Which of the 2 Retirement Plans Lower Taxes the Most This Year? Solo 401(k) or SEP IRA?
The largest tax cut you control this year isn’t a deduction — it’s choosing the right retirement plan. Solo 401(k) usually wins for bigger deductions; SEP shines for deadline flexibility.
On this page
Summary of What This Blog Covers
- Side-by-side Solo 401(k) vs SEP IRA for 30-year-old entrepreneurs
- Limits, deadlines, owner-employee nuances, cash-flow impact
- Step-by-step plan to capture the biggest deduction this year
The 60-Second Verdict
Solo 401(k) = employee deferral + employer contribution → usually bigger deduction this year.
SEP IRA = employer-only → simpler, fundable by extension.
2025 Contribution Limits
Solo 401(k): $23,500 employee deferral + up to 25% employer → $70,000 max (under 50).
SEP IRA: Up to 25% employer → $70,000 max.
Deadlines & Setup Timing
Solo 401(k): Establish by 12/31, employee deferral by final payroll, employer by filing.
SEP IRA: Establish & fund by filing deadline (including extensions).
Quick Math Comparison
$150k profit, $60k salary → Solo 401(k) ~$52k total contribution vs SEP ~$37.5k. Solo wins by ~$14.5k deduction.
When Solo 401(k) Wins
Higher profit, can defer pay, want Roth option, planning backdoor Roth (no pro-rata).
When SEP IRA Wins
Late in year, missed payroll setup, simpler administration, no employees yet.
Roth Considerations
Solo 401(k) offers Roth deferrals. SEP does not. Roth = pay tax now, grow tax-free.

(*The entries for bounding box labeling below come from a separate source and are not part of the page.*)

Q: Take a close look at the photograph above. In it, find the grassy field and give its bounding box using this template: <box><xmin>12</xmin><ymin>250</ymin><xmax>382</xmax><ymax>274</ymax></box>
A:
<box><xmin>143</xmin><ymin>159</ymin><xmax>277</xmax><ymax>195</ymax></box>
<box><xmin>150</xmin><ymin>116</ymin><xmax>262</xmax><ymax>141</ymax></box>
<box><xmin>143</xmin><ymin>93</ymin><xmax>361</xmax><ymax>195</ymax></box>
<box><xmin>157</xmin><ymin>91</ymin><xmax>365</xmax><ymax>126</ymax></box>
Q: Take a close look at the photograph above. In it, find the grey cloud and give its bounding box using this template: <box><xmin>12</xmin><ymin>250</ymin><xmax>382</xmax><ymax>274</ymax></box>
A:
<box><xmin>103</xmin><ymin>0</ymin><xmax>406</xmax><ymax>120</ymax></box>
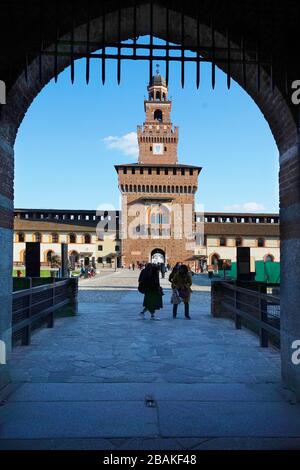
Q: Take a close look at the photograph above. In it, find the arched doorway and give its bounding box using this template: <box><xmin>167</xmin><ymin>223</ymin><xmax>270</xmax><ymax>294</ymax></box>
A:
<box><xmin>0</xmin><ymin>0</ymin><xmax>300</xmax><ymax>393</ymax></box>
<box><xmin>151</xmin><ymin>248</ymin><xmax>166</xmax><ymax>264</ymax></box>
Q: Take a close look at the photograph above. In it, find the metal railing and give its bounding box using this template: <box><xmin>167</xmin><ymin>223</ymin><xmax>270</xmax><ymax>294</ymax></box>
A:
<box><xmin>12</xmin><ymin>278</ymin><xmax>78</xmax><ymax>346</ymax></box>
<box><xmin>212</xmin><ymin>281</ymin><xmax>280</xmax><ymax>348</ymax></box>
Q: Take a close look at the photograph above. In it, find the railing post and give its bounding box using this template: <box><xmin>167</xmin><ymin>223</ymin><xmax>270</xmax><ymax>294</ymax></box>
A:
<box><xmin>258</xmin><ymin>287</ymin><xmax>269</xmax><ymax>348</ymax></box>
<box><xmin>233</xmin><ymin>290</ymin><xmax>242</xmax><ymax>330</ymax></box>
<box><xmin>22</xmin><ymin>277</ymin><xmax>32</xmax><ymax>346</ymax></box>
<box><xmin>47</xmin><ymin>277</ymin><xmax>56</xmax><ymax>328</ymax></box>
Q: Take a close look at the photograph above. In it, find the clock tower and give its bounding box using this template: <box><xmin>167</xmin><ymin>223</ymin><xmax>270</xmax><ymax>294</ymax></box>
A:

Your Year-End Checklist (copy-paste)
☐ Run profit projection
☐ Choose plan (Solo 401(k)/SEP)
☐ Establish Solo 401(k) by 12/31 if needed
☐ Set payroll deferral %
☐ Schedule employer contribution
☐ Document reasonable salary if S Corp
Book Your Contribution Strategy
Insogna models Solo 401(k) vs SEP against your exact numbers, sets deadlines, provides paperwork, and coordinates payroll. Whether you searched “tax preparer near me for retirement plans,” “Austin Texas CPA for Solo 401k,” or “SEP IRA help,” we turn the biggest deduction into reality this year.
Frequently Asked Questions
1) Can I have both plans?
No — limits are combined. Pick one.
2) Do I need employees to use Solo 401(k)?
No — perfect for owner-only businesses.
3) Roth Solo 401(k) or traditional?
Lower bracket now → Roth. Higher bracket → traditional deferral.
4) How does S Corp salary affect this?
Salary fuels employee deferral. Higher reasonable salary = bigger Solo 401(k) total.
5) Backdoor Roth conflict?
SEP counts in pro-rata rule. Solo 401(k) does not — many keep IRAs at zero.